Now they say bad things happen in threes (well they do here in the UK). You guessed it, my 3rd stint ended in another crash. This time coming towards the end of my half hour stint the chain snapped under acceleration and managed to lock the rear wheel sending me into a highside. With the rear wheel locked and no way to untangle the chain on the track, I had to wait for recovery to get us back to the pits. Once back, the team all got involved in fixing the bike. 45 minutes later we were back out and in 39th position.
The night came in and the DENALI lights got their first use in the dark. They were amazing! Other than another couple of tire changes back to wets at around 1am, and then back to slicks again at around 4am, we had a trouble free run through the night and into the morning. This trouble free run continued until the end of the race, and with all 4 riders putting in some great lap times, even coming up to the 24 hour mark running on empty, we managed to fight our way back up to finish 21st in class and 24th overall.
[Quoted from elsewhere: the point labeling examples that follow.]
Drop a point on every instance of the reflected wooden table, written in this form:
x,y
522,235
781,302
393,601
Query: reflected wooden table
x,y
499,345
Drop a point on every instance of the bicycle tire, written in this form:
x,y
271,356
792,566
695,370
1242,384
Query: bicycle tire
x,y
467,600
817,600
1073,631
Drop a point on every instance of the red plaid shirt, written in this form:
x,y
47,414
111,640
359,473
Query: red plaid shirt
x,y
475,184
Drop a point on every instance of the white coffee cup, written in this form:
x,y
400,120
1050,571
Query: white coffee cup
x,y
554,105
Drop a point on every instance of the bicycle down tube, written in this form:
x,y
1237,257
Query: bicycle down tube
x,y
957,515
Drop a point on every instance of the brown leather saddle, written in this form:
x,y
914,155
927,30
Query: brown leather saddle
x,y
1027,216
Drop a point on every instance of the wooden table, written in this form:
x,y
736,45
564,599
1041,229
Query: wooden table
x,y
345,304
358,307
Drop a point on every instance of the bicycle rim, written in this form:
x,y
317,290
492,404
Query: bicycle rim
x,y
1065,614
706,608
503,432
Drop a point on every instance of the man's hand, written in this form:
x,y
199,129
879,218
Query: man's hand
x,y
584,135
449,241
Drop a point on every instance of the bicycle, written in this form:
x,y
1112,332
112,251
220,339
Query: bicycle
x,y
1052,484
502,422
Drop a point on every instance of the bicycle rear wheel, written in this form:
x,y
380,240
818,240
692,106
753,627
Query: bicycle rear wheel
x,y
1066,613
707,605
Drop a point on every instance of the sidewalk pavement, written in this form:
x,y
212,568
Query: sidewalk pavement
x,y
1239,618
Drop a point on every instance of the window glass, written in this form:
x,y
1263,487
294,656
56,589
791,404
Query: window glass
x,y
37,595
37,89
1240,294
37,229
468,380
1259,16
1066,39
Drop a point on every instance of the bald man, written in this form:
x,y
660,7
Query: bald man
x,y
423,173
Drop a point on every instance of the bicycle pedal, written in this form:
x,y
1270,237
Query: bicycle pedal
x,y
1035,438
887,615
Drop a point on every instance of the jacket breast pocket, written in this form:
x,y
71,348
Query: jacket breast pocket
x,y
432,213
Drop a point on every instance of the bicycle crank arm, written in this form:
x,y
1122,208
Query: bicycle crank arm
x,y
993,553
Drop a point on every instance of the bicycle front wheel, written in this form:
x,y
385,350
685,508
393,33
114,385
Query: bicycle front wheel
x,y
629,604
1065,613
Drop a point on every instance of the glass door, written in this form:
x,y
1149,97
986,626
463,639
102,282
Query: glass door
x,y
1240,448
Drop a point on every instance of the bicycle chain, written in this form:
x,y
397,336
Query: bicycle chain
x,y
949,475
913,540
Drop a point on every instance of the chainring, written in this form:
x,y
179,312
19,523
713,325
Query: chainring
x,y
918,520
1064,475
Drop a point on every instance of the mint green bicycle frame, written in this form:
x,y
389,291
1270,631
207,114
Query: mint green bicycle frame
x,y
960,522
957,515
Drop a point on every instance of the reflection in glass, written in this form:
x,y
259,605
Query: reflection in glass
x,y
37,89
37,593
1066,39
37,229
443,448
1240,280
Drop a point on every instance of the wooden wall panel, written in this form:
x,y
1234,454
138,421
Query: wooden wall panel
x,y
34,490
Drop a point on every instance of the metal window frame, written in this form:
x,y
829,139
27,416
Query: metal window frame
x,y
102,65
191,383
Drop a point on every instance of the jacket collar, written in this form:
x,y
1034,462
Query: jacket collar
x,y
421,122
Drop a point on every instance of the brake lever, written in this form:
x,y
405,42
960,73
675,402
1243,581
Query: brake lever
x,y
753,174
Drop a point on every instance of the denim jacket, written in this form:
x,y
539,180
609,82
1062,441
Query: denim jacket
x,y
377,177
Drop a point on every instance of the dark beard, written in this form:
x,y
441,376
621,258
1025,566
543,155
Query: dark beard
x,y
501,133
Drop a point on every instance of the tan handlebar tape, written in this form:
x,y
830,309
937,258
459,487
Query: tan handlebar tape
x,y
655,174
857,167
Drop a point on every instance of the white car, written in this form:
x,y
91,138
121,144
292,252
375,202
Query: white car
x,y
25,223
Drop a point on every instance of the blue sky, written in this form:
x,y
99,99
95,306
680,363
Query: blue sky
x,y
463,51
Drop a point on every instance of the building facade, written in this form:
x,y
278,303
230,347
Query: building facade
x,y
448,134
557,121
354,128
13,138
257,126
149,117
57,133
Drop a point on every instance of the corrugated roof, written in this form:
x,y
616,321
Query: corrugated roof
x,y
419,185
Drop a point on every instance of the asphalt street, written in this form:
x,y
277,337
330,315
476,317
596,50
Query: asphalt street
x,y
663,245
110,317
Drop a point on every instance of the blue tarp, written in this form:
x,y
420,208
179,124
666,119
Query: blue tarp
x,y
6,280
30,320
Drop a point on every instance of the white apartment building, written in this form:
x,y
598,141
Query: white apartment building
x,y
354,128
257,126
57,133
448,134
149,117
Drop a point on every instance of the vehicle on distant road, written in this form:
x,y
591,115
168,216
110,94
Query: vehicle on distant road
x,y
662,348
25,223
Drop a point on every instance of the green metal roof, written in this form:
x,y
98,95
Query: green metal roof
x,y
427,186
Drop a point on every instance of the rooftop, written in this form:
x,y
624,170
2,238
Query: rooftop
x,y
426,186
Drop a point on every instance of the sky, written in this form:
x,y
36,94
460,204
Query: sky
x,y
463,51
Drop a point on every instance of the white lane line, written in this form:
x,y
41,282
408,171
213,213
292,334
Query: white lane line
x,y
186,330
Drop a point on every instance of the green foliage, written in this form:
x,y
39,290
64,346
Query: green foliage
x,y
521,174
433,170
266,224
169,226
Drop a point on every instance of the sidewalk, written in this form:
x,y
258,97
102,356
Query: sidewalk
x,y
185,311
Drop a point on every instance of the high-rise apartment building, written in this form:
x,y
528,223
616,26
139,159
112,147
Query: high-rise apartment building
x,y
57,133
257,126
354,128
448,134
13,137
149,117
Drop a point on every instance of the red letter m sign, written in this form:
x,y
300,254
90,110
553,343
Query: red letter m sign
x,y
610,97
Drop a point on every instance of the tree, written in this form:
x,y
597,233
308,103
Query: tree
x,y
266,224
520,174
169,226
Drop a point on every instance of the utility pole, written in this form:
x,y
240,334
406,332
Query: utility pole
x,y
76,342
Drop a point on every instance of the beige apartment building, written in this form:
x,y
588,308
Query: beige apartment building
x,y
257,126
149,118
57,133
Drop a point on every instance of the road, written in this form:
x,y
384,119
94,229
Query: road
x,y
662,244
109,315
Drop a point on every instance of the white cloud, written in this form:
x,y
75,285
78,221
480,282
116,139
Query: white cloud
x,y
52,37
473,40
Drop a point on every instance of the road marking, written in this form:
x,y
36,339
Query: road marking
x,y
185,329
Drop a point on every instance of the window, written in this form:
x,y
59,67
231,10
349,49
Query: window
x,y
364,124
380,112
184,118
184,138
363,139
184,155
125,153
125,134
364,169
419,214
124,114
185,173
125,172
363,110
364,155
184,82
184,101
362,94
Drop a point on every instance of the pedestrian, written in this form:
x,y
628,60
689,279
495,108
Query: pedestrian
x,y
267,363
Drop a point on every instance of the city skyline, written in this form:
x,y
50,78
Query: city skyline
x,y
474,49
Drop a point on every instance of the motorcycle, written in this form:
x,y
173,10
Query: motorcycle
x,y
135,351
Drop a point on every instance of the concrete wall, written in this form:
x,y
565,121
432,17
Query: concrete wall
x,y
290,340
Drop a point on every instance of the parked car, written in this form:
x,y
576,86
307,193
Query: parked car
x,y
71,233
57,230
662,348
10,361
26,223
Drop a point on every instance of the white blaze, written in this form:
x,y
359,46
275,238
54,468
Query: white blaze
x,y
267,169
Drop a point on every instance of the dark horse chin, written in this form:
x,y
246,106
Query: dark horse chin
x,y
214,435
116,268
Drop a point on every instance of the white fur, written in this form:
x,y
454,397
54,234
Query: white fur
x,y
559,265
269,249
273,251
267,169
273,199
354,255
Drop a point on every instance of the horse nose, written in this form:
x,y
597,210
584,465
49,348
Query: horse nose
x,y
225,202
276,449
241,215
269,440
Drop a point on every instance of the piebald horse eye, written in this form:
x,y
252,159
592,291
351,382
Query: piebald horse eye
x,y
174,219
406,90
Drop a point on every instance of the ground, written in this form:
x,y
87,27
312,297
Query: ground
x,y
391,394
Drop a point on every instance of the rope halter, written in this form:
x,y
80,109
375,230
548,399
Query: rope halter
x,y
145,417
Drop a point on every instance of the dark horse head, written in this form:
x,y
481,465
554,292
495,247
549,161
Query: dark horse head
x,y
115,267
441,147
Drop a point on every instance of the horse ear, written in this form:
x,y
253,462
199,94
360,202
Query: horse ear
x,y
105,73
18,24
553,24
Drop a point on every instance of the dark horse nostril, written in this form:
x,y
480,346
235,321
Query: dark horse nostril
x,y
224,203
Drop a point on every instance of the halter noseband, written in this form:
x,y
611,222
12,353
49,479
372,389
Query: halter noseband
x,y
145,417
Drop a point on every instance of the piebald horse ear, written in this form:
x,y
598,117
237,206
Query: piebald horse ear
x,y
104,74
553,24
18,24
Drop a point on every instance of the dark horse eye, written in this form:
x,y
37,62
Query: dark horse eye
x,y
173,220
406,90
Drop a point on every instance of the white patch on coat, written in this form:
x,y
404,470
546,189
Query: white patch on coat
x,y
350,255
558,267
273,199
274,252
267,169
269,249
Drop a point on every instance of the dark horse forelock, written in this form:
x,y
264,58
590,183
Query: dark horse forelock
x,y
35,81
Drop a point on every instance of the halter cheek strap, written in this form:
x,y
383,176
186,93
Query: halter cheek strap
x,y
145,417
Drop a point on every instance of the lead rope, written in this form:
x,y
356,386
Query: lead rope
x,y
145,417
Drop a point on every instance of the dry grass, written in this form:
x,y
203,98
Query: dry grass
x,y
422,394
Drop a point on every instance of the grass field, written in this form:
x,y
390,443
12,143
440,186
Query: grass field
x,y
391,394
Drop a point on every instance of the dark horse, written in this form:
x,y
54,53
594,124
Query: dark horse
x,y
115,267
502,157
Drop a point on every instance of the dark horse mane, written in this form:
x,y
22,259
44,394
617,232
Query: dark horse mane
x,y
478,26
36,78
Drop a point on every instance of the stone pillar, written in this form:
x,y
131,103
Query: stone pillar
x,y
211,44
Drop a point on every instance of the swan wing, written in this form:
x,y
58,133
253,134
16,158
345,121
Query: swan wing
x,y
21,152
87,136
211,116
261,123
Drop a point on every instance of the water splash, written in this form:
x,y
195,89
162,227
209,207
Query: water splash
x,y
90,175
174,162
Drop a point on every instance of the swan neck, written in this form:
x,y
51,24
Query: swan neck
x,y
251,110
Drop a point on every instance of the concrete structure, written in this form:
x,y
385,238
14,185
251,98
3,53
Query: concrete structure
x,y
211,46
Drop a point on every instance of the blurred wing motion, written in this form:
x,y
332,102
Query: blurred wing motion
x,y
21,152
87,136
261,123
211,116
Our goal was to finish, and finish we did. The race certainly came with some dramas but the bike didn’t miss a beat. The DENALI lights had a huge test too, due to the rain, and then the dark, the lights were on for almost the entire 24 hours and never let us down. The R&G rain gear kept us all dry when needed, which is a huge bonus in such a long race. The R&G crash protection saved us damage that could have caused the end of our race if it wasn’t fitted. We learned as riders, and as a team. A 24hr race is a seriously demanding event, but the reward when you finish is totally worth it. We hope to return at next year's 24 hour race with our sights set on a higher position. Our focus now is on the next round of the championship as we cross the border to Scotland and head to The Knockhill 6hr, our first “long circuit” of the season.
Jim is an aircraft maintenance engineer from the UK who has a passion for all things motorcycle and racing related. He’s always looking for the next bike adventure and enjoys building and maintaining his own machines. As well as racing, he’s a keen road rider who enjoys trips away on his MT10.